Sept. 4 (UPI) -- Former White House counsel Gregory Craig on Wednesday was acquitted by a federal jury on charges that he gave false information to federal authorities about his work with the Ukrainian government.
Craig was acquitted after two weeks of testimony and less than 5 hours of closed-door deliberations over the charges that he falsified and concealed information about his work for the government of former Viktor Yanukovych.
"The jury reached the only verdict it could possibly reach," Craig's attorney, William Taylor, said. "It's a tragedy. It's a disgrace. We're glad it's over."
The charges against Craig stemmed from legal work he and his then-law firm, Skadden, Arps, Slate, Meagher & Flom LLP, performed for the government of Ukraine in 2012 in which they were hired to write an independent report for the Ukrainian Ministry of Justice to evaluate the fairness of the trial of an opposition politician.
Prosecutors said Craig refused to report the work to the Justice Department -- a requirement under the Foreign Agents Registration Act -- which would have required the firm to disclose it was paid more than $4 million for its services.

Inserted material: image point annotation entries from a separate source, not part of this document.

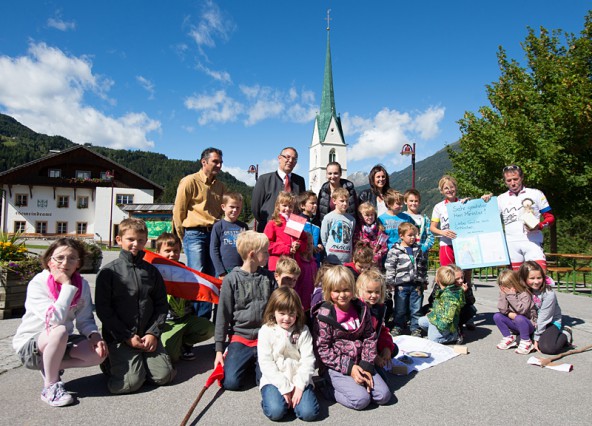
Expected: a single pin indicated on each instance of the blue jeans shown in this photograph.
(197, 250)
(275, 406)
(239, 362)
(436, 335)
(408, 298)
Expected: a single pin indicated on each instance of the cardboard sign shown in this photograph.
(295, 225)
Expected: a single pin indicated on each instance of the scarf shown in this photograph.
(54, 289)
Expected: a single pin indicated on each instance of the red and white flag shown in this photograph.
(295, 225)
(184, 282)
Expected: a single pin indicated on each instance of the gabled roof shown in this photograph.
(69, 160)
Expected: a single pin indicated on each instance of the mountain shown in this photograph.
(21, 145)
(427, 174)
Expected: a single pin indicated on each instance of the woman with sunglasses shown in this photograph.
(335, 181)
(45, 340)
(379, 184)
(521, 209)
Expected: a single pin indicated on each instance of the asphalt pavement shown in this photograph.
(485, 387)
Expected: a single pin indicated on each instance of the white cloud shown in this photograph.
(212, 25)
(257, 103)
(221, 76)
(60, 24)
(388, 131)
(147, 85)
(214, 108)
(45, 90)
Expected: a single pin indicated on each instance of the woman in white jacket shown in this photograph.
(286, 359)
(56, 298)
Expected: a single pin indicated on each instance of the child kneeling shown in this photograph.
(286, 359)
(441, 322)
(45, 340)
(346, 343)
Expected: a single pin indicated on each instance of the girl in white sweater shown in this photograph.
(56, 298)
(286, 359)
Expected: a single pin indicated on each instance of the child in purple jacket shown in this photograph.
(345, 342)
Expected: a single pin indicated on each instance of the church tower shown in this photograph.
(327, 143)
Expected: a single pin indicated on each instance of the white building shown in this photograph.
(327, 144)
(75, 192)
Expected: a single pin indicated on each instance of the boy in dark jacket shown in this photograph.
(243, 298)
(406, 275)
(131, 303)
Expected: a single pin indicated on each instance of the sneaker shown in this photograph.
(60, 374)
(416, 332)
(569, 334)
(525, 347)
(56, 396)
(188, 354)
(507, 342)
(396, 331)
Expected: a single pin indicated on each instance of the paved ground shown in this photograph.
(488, 386)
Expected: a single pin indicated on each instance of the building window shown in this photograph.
(41, 227)
(63, 201)
(124, 199)
(82, 203)
(62, 227)
(21, 200)
(332, 156)
(82, 174)
(81, 227)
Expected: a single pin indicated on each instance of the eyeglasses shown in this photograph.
(60, 259)
(289, 158)
(512, 168)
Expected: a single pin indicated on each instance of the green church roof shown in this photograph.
(328, 98)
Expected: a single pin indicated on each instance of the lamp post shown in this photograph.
(409, 150)
(254, 169)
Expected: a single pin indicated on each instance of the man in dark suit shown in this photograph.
(269, 185)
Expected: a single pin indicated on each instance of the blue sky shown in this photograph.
(246, 76)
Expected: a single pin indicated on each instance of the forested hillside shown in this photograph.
(21, 145)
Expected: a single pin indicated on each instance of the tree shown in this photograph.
(540, 118)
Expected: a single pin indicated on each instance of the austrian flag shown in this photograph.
(185, 282)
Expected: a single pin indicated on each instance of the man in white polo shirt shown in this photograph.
(521, 209)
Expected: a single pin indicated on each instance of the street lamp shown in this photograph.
(409, 150)
(254, 169)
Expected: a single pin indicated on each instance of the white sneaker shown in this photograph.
(525, 347)
(56, 396)
(507, 342)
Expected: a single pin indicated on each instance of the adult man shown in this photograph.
(269, 186)
(197, 208)
(521, 209)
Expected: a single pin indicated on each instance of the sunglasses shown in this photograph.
(513, 168)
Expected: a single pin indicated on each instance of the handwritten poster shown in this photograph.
(480, 240)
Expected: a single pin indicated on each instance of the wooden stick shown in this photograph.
(190, 412)
(547, 361)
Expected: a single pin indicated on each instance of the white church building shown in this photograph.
(328, 143)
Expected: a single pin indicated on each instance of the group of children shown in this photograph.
(280, 316)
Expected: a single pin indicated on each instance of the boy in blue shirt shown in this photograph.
(224, 232)
(394, 216)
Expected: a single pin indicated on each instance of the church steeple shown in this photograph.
(327, 143)
(328, 96)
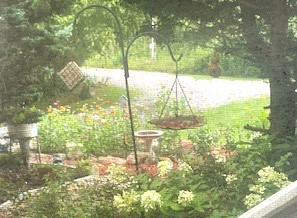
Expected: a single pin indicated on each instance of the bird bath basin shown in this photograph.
(148, 136)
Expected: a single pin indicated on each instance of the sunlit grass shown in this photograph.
(238, 114)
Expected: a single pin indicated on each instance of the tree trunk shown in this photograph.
(282, 92)
(282, 105)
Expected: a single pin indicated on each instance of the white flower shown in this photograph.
(269, 175)
(252, 199)
(164, 167)
(185, 198)
(260, 189)
(230, 178)
(126, 202)
(150, 200)
(185, 168)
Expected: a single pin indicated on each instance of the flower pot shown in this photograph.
(22, 130)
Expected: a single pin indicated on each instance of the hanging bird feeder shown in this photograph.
(178, 121)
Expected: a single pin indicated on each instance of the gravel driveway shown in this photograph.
(202, 93)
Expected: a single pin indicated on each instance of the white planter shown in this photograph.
(23, 130)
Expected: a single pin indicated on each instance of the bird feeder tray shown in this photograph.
(179, 122)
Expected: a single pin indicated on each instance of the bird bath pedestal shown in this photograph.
(148, 136)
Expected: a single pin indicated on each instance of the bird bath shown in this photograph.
(148, 136)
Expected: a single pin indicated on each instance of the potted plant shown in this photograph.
(21, 121)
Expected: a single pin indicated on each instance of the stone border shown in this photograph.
(9, 204)
(276, 204)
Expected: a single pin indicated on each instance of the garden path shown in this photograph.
(202, 93)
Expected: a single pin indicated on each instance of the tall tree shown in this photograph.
(263, 31)
(32, 45)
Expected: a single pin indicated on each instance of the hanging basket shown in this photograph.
(22, 130)
(179, 122)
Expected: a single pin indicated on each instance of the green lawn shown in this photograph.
(238, 114)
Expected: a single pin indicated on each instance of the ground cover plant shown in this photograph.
(219, 160)
(216, 161)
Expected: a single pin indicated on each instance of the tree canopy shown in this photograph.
(261, 31)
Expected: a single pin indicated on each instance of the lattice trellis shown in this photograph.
(72, 75)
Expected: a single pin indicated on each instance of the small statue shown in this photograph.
(214, 70)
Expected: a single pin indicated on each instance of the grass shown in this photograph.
(238, 114)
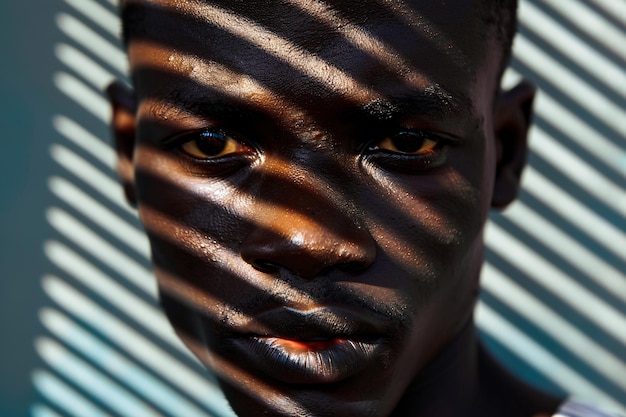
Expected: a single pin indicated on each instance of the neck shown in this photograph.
(465, 381)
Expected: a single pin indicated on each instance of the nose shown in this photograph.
(306, 233)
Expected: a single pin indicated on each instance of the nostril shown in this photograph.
(264, 266)
(353, 266)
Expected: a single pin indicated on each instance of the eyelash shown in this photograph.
(216, 165)
(434, 156)
(375, 152)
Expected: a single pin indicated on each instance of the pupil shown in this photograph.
(211, 143)
(408, 142)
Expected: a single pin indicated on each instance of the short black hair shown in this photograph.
(499, 17)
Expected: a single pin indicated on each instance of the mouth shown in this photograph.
(318, 347)
(308, 361)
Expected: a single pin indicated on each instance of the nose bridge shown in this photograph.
(302, 225)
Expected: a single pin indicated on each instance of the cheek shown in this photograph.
(194, 232)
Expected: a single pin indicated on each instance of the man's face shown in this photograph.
(314, 180)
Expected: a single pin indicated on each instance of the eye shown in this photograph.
(406, 143)
(213, 144)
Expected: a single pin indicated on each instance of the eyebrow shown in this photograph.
(204, 107)
(434, 102)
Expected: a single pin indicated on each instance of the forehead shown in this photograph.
(358, 50)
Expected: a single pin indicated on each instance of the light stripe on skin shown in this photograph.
(423, 28)
(403, 254)
(288, 52)
(362, 40)
(235, 376)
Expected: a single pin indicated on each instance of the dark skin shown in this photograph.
(314, 182)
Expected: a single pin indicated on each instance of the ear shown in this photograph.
(512, 119)
(124, 123)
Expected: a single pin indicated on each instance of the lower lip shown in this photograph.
(309, 362)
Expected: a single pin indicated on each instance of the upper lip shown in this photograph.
(317, 323)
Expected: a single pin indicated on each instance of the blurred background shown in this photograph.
(82, 334)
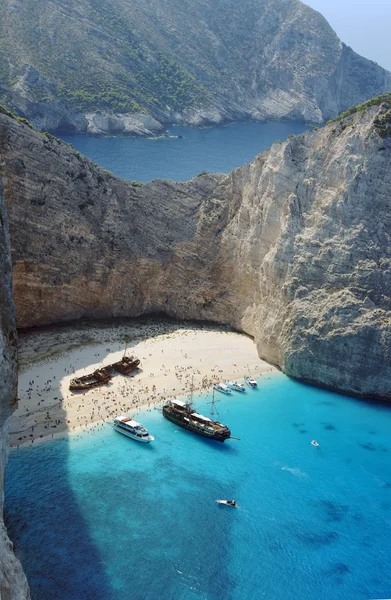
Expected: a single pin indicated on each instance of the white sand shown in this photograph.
(169, 361)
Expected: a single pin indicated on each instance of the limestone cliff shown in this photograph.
(62, 63)
(293, 248)
(13, 584)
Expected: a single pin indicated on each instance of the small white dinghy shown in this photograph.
(234, 385)
(251, 382)
(231, 503)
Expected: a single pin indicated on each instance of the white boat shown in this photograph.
(231, 503)
(234, 385)
(221, 387)
(125, 425)
(251, 382)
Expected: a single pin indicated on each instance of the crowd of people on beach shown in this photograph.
(52, 409)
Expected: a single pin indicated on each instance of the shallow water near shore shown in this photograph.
(213, 149)
(98, 516)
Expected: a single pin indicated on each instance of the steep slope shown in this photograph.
(13, 584)
(193, 61)
(293, 248)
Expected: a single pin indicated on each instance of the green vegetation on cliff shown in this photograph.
(382, 123)
(201, 61)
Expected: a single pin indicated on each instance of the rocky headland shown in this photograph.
(293, 248)
(134, 67)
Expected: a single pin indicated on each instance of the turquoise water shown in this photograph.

They also stated that Craig was involved in the media strategy surrounding the report and reached out to press outlets including The New York Times, The Los Angeles Times and National Law Journal and made false and misleading comments to the Justice Department about his media contacts.
An attorney for Craig, William Murphy, said Craig was not a part of the media strategy, but only intended to portray the findings of the report to the press.
The case against Craig was spurred by former special counsel Robert Mueller's investigation into Russian interference in the 2016 election.
A federal judge had previously dismissed a count of making false and misleading statements to the FARA department, citing ambiguity in the law.